To evaluate whether a nasal cannula causes the NPPV mask to leak, investigators enrolled 64 healthy volunteers in a crossover study in which each participant served as his or her own control. Participants underwent 1 minute of NPPV with a nasal cannula and 1 minute of NPPV without a nasal cannula, in random order, with a 2-minute washout period between interventions.

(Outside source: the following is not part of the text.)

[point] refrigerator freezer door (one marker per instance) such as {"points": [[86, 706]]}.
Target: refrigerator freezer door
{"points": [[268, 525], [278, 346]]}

The main outcome measure was the amount of gas leaked from the mask during 1 minute, with a prespecified noninferiority margin of 5 L/minute. There was no significant increase in mask leakage when the nasal cannula was used.

 

Comment:
This provocative small study suggests that for patients with serious respiratory compromise
who require NPPV, a nasal cannula should be placed beneath the NPPV mask so that it is ready in case NPPV needs to be converted to rapid sequence intubation.

 

Citation(s):
Brown DJ et al. Face mask leak with nasal cannula during noninvasive positive pressure ventilation: A randomized crossover trial. Am J Emerg Med 2017 Dec 2; [e-pub].